Nevertheless, with time and experience, almost all democratic nations slipped into a similar mode of governance, whether they were republics or parliamentary monarchies, although with different variants based on the intensity of public spending as related to the GNP (32 percent in Switzerland, 53 in France.)

By this time, after the criminal failure of the totalitarian experiments of the 20th Century, almost no one questions the fact that sovereignty rests with the individual persons, who must make their decisions through rational and peaceful means expressed in secret and universal elections in accordance with a Constitution or written laws.

Simultaneously, those documents limit the authority of the public servants and establish the need to respect human rights, the importance of the separation of powers, as Montesquieu wished, and propose, as Locke believed, that the basic function of the State is to guarantee the right to life, liberty and property.
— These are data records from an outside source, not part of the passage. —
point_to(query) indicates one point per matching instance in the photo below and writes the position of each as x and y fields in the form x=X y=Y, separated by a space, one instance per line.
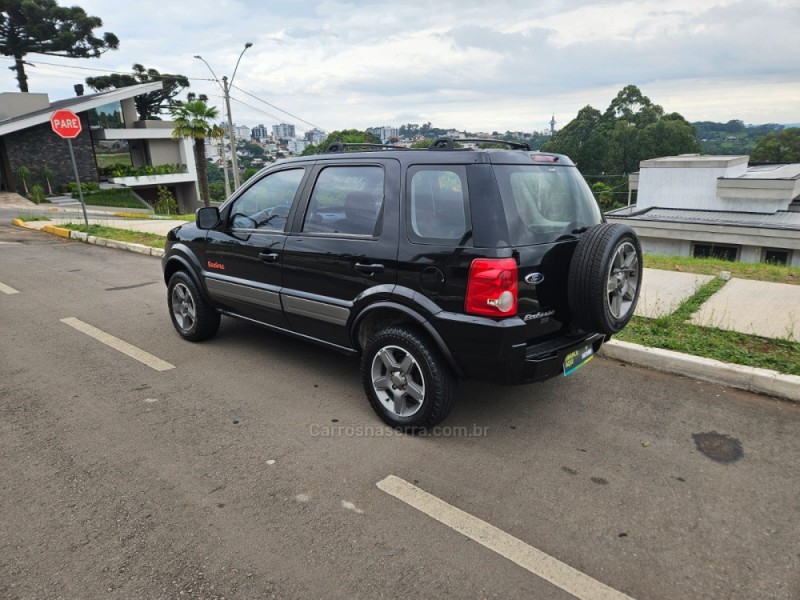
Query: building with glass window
x=114 y=148
x=716 y=206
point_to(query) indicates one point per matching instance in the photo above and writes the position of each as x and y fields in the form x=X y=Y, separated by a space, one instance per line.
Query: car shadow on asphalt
x=477 y=404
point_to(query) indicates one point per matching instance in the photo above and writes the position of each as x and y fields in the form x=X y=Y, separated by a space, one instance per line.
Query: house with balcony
x=720 y=206
x=114 y=148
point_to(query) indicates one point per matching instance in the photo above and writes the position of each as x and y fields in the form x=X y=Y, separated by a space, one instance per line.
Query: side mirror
x=207 y=217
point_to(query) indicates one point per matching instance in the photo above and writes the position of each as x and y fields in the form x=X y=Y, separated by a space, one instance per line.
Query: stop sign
x=66 y=123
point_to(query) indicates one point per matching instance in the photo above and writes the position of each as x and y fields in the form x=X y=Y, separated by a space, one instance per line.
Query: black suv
x=433 y=265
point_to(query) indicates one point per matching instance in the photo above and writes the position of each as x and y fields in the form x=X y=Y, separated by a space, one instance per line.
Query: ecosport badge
x=539 y=315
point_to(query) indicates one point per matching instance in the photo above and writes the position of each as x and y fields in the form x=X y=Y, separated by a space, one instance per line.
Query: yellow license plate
x=577 y=358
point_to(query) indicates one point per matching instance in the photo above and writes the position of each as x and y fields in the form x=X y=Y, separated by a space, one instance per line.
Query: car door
x=343 y=246
x=244 y=254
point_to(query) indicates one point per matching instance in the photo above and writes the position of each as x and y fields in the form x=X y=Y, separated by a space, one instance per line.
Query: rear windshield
x=544 y=203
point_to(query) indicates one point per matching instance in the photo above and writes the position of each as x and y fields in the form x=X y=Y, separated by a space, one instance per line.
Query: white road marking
x=350 y=506
x=7 y=290
x=537 y=562
x=109 y=340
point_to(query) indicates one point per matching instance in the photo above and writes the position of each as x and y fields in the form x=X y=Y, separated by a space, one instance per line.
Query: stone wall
x=38 y=146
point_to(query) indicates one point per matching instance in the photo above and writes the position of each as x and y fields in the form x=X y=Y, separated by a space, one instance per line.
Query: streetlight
x=226 y=91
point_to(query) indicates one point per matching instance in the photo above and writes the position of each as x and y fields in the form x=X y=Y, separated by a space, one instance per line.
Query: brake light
x=492 y=287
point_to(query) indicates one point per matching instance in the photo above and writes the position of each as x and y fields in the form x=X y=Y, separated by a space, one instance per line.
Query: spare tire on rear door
x=604 y=278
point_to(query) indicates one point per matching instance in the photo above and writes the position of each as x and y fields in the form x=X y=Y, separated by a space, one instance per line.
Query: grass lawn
x=122 y=235
x=713 y=266
x=672 y=332
x=27 y=218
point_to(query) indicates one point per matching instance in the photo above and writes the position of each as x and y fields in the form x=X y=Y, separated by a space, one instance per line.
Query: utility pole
x=231 y=132
x=226 y=89
x=225 y=167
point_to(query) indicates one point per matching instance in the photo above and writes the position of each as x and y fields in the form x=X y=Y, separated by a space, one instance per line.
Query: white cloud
x=503 y=65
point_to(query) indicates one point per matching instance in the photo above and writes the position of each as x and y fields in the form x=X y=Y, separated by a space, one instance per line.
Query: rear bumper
x=497 y=351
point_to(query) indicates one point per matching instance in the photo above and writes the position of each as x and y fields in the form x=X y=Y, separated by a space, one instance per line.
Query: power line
x=40 y=62
x=250 y=106
x=279 y=108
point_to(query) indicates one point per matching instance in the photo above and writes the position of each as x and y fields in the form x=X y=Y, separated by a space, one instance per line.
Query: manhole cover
x=719 y=447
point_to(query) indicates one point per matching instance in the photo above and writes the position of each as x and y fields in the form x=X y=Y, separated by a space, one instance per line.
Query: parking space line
x=109 y=340
x=537 y=562
x=7 y=289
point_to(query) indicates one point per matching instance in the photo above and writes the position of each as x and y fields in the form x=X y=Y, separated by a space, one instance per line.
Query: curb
x=91 y=239
x=751 y=379
x=130 y=247
x=59 y=231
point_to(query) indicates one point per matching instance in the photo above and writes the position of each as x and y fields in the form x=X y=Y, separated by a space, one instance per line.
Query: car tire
x=406 y=379
x=193 y=318
x=605 y=278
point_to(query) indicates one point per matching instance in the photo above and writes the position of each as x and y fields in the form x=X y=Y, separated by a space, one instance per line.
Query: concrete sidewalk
x=157 y=226
x=759 y=308
x=770 y=310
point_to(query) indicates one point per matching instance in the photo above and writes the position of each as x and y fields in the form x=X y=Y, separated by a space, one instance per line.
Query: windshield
x=544 y=203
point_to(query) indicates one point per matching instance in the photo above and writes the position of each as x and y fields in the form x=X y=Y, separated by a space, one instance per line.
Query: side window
x=346 y=200
x=266 y=204
x=436 y=204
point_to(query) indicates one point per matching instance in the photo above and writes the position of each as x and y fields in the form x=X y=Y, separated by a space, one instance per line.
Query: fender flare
x=417 y=318
x=191 y=267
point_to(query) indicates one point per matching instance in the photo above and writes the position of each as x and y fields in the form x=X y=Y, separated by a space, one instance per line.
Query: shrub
x=37 y=194
x=165 y=205
x=88 y=187
x=122 y=170
x=117 y=197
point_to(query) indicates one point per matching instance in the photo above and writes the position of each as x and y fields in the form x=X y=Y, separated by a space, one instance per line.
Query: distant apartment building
x=315 y=136
x=385 y=133
x=296 y=146
x=260 y=133
x=242 y=132
x=284 y=131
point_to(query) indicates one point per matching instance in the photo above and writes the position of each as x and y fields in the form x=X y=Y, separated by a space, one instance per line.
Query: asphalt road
x=250 y=470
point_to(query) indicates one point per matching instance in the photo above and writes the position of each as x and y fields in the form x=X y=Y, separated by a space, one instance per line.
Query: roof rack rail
x=447 y=143
x=342 y=147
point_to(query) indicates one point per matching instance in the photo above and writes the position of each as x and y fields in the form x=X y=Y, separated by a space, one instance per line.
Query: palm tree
x=23 y=173
x=192 y=122
x=47 y=174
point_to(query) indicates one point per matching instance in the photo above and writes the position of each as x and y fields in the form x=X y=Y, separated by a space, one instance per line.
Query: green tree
x=347 y=136
x=192 y=121
x=571 y=138
x=631 y=129
x=778 y=147
x=604 y=194
x=254 y=149
x=151 y=104
x=44 y=27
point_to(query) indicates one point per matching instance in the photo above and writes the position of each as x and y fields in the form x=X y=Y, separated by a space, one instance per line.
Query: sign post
x=66 y=124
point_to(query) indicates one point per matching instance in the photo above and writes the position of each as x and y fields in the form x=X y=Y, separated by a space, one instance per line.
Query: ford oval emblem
x=534 y=278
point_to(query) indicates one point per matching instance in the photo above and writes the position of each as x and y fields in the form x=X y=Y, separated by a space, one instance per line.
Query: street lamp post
x=226 y=86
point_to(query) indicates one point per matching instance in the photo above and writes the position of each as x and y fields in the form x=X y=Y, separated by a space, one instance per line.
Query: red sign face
x=66 y=123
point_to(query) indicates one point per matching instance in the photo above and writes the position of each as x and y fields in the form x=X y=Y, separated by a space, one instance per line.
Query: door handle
x=269 y=256
x=369 y=269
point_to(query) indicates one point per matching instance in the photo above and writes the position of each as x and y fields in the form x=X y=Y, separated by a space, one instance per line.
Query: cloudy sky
x=491 y=65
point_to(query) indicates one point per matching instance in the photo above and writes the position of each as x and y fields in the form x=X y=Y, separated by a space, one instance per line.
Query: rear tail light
x=492 y=287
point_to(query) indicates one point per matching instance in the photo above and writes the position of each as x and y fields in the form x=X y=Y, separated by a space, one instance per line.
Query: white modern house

Until that point, the discussion is minimal. That’s how the exemplary Scandinavian nations behave, sometimes governed by the democratic “right,” others by “the left.” Such has been the case with Roosevelt’s or Reagan’s United States and Labour leader Harold Wilson’s or Conservative Margaret Thatcher’s United Kingdom. That’s why there is no contradiction when German Christian Democrats pact with the Social Democrats. It’s not a question of choosing among parties but among “public policies.”
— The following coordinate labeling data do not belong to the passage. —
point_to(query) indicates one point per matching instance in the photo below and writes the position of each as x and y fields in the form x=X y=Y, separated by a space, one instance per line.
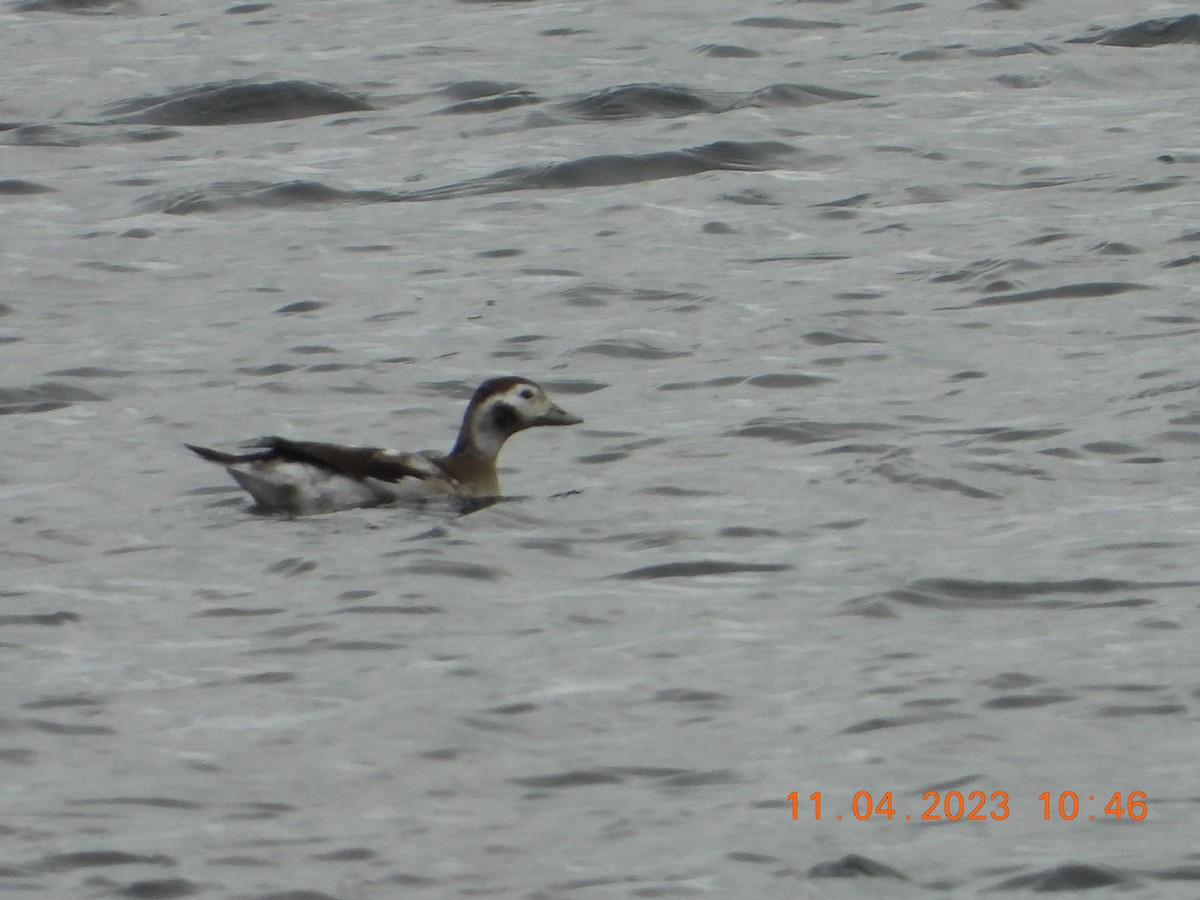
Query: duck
x=300 y=478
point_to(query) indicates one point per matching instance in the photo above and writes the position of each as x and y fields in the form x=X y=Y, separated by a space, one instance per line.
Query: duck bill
x=557 y=415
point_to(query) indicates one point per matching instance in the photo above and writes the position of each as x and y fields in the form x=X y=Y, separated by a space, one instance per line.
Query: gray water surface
x=882 y=322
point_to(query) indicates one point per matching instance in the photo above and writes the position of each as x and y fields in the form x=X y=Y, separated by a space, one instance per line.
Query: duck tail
x=216 y=456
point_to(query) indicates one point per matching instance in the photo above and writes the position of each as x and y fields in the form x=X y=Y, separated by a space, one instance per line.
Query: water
x=881 y=319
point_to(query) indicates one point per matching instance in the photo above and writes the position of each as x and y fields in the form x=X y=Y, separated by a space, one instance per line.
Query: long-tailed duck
x=303 y=478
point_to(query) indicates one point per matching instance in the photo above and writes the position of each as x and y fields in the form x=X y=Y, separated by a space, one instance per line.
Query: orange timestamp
x=983 y=807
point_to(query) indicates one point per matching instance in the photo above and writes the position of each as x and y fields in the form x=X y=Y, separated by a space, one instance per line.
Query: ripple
x=588 y=172
x=699 y=568
x=237 y=103
x=1151 y=33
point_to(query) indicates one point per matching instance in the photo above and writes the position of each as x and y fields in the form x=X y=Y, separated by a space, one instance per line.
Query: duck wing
x=355 y=462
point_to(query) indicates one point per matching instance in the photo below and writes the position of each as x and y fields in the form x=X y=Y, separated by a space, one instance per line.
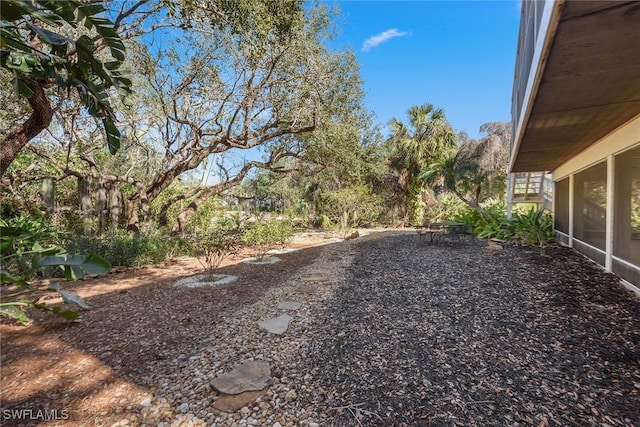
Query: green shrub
x=17 y=243
x=535 y=227
x=18 y=254
x=221 y=240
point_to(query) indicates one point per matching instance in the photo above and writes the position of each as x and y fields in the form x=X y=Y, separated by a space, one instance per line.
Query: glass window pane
x=590 y=205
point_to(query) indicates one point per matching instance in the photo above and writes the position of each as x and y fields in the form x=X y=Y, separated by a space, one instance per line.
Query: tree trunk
x=101 y=204
x=22 y=134
x=84 y=203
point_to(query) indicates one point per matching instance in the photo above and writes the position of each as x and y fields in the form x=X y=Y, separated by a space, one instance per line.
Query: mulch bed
x=466 y=335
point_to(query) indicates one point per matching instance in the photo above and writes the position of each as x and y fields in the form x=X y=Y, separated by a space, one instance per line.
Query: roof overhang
x=584 y=84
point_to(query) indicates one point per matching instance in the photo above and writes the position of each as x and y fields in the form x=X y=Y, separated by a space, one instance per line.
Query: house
x=576 y=118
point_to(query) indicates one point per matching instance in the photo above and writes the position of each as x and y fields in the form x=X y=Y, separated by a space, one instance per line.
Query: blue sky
x=457 y=55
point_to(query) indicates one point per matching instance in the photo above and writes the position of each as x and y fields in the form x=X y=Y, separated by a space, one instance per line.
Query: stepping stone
x=306 y=289
x=277 y=325
x=200 y=280
x=234 y=402
x=289 y=305
x=249 y=376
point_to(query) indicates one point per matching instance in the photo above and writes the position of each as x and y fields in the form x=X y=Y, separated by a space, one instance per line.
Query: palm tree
x=414 y=147
x=457 y=173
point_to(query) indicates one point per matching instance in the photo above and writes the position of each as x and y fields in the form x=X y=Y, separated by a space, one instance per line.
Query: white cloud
x=378 y=39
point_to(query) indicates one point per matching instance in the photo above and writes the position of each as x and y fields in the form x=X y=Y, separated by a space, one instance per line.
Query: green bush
x=219 y=241
x=265 y=235
x=535 y=227
x=17 y=243
x=121 y=249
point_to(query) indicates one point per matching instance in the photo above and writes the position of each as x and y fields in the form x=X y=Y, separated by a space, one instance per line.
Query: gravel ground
x=392 y=331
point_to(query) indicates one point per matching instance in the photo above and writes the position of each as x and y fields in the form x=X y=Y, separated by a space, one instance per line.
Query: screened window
x=626 y=222
x=590 y=205
x=562 y=205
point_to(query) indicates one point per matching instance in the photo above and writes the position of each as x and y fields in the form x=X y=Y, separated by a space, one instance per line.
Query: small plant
x=224 y=240
x=535 y=227
x=133 y=251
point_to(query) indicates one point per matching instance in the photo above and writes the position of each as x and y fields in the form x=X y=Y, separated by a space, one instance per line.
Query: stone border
x=261 y=261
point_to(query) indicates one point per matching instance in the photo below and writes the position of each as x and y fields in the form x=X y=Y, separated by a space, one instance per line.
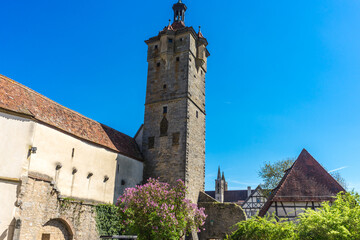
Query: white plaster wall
x=55 y=147
x=16 y=135
x=130 y=171
x=8 y=196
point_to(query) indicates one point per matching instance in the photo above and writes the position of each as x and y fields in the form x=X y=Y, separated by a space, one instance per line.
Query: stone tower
x=220 y=187
x=174 y=124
If the parties disappear, what institutions will take their place? In my opinion, the parties will slowly transform into a center of some very reduced initiatives that will be offered to the voters as “public management enterprises,” more or less in the way that — in condominiums or urban high-rises — neighbors periodically elect those who will manage the collective property or hire some company that deals with it, limiting themselves to supervise the work.

These governments or administrations will be less interventionist and possibly can be remunerated in line with the results of their work. If the promises of reducing unnecessary spending, paying the public debt, lowering the unemployment rate, reducing poverty and limiting corruption are fulfilled, why not pay them a bonus?

That’s what people in Singapore do with specific key ministries, and they enjoy an amazing level of growth and quality of life, with an extremely low public expenditure (9 percent of the GNP), although I’m talking about a non-democratic order whose excesses we should never imitate.

The enemies of “public management enterprises” will shout to the heavens and denounce the privatization of governments, but in reality we’re dealing with collaboration between society and private enterprise to better manage the areas of common good, in view of the repeated failure of the traditional parties.

Many societies today, exhausted by centuries of mismanagement, select through bids who will distribute water, build roads, ports, airports, schools, universities, prisons or pension plans. It’s only a question of going up one step and tightening the screws. Some of this is what happened in France.